SOMNAMBULES, ET SONGES.


SECTION PREMIÈRE[1].


J’ai vu un somnambule, mais il se contentait de se lever, de s’habiller, de faire la révérence, de danser le menuet assez proprement ; après quoi il se déshabillait, se recouchait, et continuait de dormir.

Cela n’approche pas du somnambule de l’Encyclopédie. C’était un jeune séminariste qui se relevait pour composer un sermon en dormant, l’écrivait correctement, le relisait d’un bout à l’autre, ou du moins croyait le relire, y faisait des corrections, raturait des lignes, en substituait d’autres, remettait à sa place un mot oublié ; composait de la musique, la notait exactement, après avoir réglé son papier avec sa canne, et plaçait les paroles sous les notes sans se tromper, etc., etc.

Il est dit qu’un archevêque de Bordeaux a été témoin de toutes ces opérations, et de beaucoup d’autres aussi étonnantes. Il serait à souhaiter que ce prélat eût donné lui-même son attestation signée de ses grands-vicaires, ou du moins de monsieur son secrétaire.

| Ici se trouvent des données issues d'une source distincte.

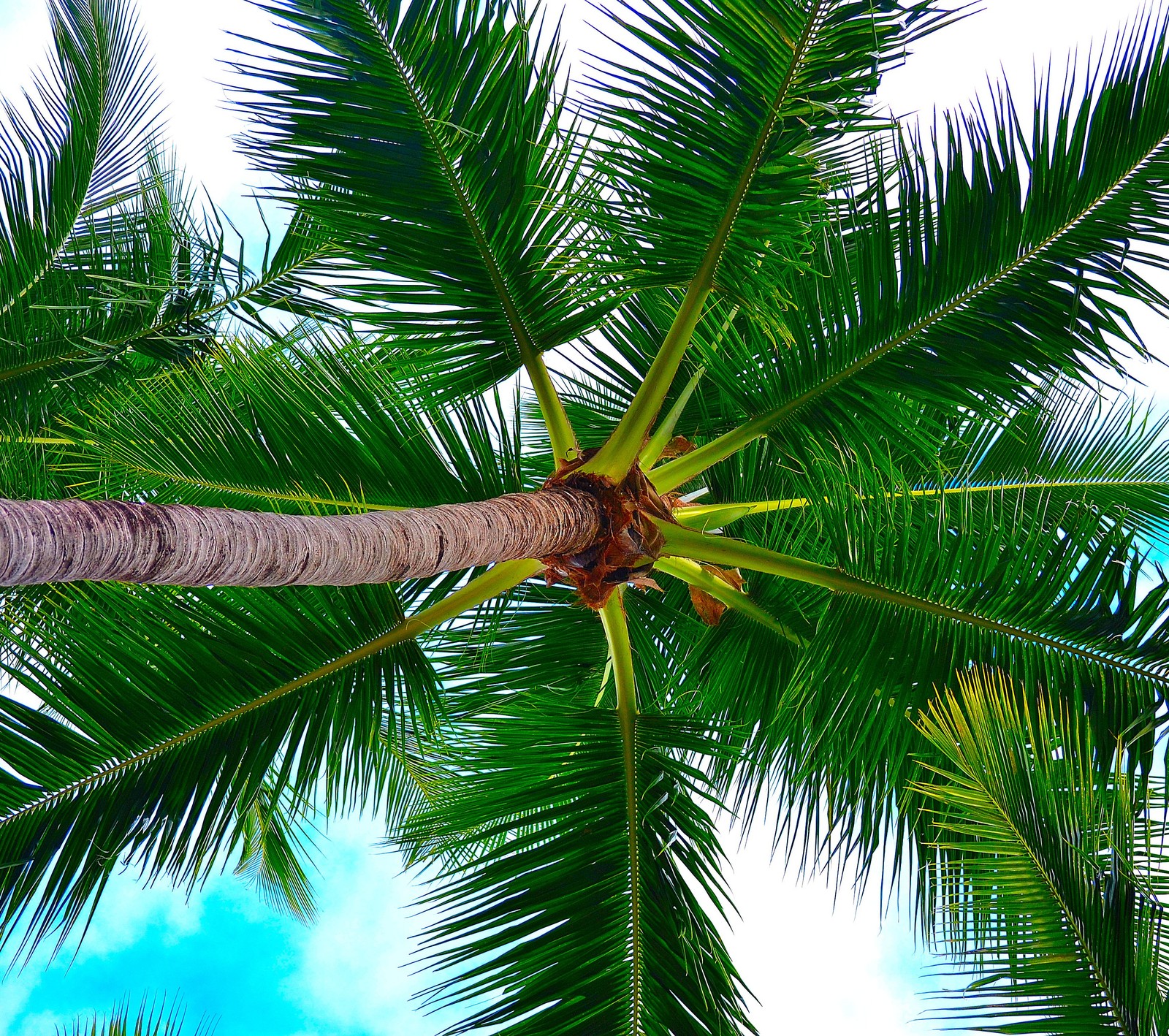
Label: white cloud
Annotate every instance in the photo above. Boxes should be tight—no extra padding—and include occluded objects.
[282,821,435,1036]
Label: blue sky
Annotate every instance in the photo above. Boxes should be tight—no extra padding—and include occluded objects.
[0,0,1169,1036]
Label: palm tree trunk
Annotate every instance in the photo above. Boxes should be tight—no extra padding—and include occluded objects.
[0,487,602,586]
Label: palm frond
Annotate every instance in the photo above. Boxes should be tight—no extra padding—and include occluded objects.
[56,333,533,514]
[0,584,440,963]
[405,699,754,1036]
[589,0,945,299]
[243,0,609,402]
[656,15,1169,489]
[913,670,1169,1036]
[53,997,215,1036]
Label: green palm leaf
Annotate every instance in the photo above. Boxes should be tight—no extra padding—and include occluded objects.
[914,671,1165,1036]
[0,575,438,946]
[56,333,530,514]
[247,0,609,411]
[655,19,1169,489]
[405,699,754,1034]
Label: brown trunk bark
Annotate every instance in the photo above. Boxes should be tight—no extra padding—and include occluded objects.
[0,487,601,586]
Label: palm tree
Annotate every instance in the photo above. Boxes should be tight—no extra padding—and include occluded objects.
[0,0,1169,1034]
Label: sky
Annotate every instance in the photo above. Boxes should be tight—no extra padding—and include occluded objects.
[0,0,1169,1036]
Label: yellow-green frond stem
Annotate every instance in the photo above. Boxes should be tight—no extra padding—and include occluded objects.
[520,348,581,461]
[655,557,808,648]
[674,497,810,532]
[601,588,641,1032]
[637,367,706,471]
[584,0,823,481]
[656,522,1169,688]
[582,278,721,481]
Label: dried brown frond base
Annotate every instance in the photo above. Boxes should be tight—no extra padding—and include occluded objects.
[540,450,674,608]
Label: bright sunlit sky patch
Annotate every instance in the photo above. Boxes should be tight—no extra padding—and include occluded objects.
[0,0,1169,1036]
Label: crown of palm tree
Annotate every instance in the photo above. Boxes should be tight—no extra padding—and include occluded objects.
[0,0,1169,1036]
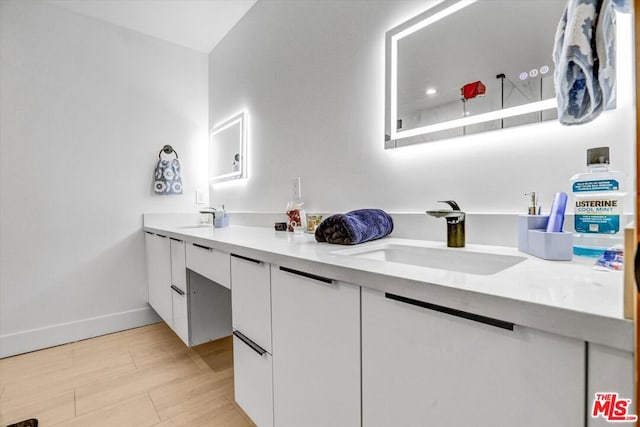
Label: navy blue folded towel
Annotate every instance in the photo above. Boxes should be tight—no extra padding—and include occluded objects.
[316,209,393,245]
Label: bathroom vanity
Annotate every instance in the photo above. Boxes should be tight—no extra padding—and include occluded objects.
[144,221,635,427]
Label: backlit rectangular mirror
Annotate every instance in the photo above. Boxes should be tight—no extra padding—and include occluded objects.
[385,0,566,148]
[209,112,247,184]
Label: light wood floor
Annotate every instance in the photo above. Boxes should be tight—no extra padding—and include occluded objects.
[0,323,254,427]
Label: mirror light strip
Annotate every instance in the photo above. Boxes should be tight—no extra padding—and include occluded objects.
[396,98,558,138]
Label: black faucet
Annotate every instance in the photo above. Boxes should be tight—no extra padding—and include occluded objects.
[427,200,465,248]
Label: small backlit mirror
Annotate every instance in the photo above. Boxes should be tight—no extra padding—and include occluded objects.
[209,112,247,184]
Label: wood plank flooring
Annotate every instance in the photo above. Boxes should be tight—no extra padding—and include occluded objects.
[0,323,254,427]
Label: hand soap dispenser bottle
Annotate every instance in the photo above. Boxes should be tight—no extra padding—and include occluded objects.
[518,192,548,252]
[571,147,626,257]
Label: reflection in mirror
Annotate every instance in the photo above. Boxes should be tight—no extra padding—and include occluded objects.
[385,0,566,148]
[209,112,247,184]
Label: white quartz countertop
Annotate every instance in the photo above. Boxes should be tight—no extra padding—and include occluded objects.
[144,225,634,351]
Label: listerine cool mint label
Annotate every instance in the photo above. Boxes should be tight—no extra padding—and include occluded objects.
[571,147,626,256]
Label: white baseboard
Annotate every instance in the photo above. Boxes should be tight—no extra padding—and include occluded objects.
[0,307,161,358]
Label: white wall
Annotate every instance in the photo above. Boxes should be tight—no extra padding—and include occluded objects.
[0,0,208,356]
[209,0,635,221]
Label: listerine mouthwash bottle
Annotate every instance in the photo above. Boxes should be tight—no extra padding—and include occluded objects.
[571,147,626,257]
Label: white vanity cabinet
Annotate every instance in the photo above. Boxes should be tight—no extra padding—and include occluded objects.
[144,232,173,325]
[362,288,586,427]
[186,243,231,289]
[169,238,189,345]
[231,254,273,427]
[145,231,231,346]
[271,265,360,427]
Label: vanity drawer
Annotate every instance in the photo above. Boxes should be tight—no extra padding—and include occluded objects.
[187,243,231,289]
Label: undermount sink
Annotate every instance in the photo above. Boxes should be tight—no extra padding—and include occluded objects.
[333,244,526,275]
[175,224,213,230]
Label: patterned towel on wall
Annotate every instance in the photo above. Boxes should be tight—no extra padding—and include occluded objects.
[153,148,182,195]
[553,0,630,125]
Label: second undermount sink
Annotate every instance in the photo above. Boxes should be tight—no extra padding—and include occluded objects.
[175,224,213,230]
[333,243,526,275]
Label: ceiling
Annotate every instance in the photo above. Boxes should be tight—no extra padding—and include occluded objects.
[47,0,257,53]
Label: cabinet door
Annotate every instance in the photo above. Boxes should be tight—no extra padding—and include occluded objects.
[171,285,189,345]
[233,336,273,427]
[231,254,271,353]
[362,289,585,427]
[271,266,360,427]
[144,233,173,325]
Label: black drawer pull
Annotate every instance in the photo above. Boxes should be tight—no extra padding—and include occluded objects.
[280,267,333,283]
[384,293,515,331]
[192,243,213,251]
[233,331,267,356]
[231,254,262,264]
[171,285,184,295]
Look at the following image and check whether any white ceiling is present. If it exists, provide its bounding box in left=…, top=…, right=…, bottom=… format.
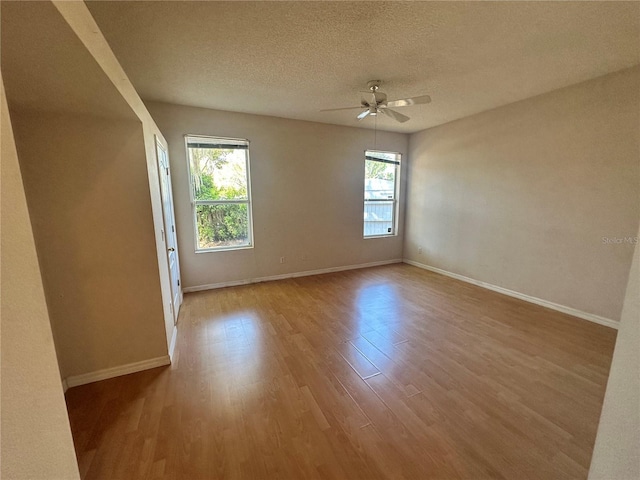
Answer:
left=87, top=1, right=640, bottom=132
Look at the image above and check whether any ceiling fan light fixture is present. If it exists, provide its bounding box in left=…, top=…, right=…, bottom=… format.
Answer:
left=321, top=80, right=431, bottom=123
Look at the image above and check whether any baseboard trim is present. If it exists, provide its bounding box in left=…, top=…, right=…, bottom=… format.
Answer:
left=183, top=258, right=402, bottom=293
left=169, top=325, right=178, bottom=361
left=403, top=258, right=619, bottom=330
left=62, top=355, right=171, bottom=391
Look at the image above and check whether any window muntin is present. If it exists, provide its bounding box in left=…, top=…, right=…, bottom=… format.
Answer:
left=363, top=150, right=401, bottom=238
left=186, top=135, right=253, bottom=252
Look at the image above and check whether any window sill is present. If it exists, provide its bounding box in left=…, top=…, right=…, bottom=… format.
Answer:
left=362, top=233, right=398, bottom=240
left=194, top=245, right=253, bottom=254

Mais supposons que ce somnambule ait fait tout ce qu’on lui attribue, je lui ferai toujours les mêmes questions que je ferais à un simple songeur. Je lui dirais : Vous avez songé plus fortement qu’un autre, mais c’est par le même principe ; cet autre n’a eu que la fièvre, et vous avez eu le transport au cerveau. Mais enfin, vous avez reçu l’un et l’autre des idées, des sensations auxquelles vous ne vous attendiez nullement ; vous avez fait tout ce que vous n’aviez nulle envie de faire.

De deux dormeurs l’un n’a pas une seule idée, l’autre en

  1. Cette section formait tout l’article dans les Questions sur l’Encyclopédie, huitième partie, 1771. En 1774, Voltaire mit à la suite une Lettre qu’il avait écrite, le 20 juin 1764, aux auteurs de la Gazette littéraire, et qu’on trouvera à sa date (Mélanges, année 1764), parmi les Articles extraits de la Gazette littéraire. (B.)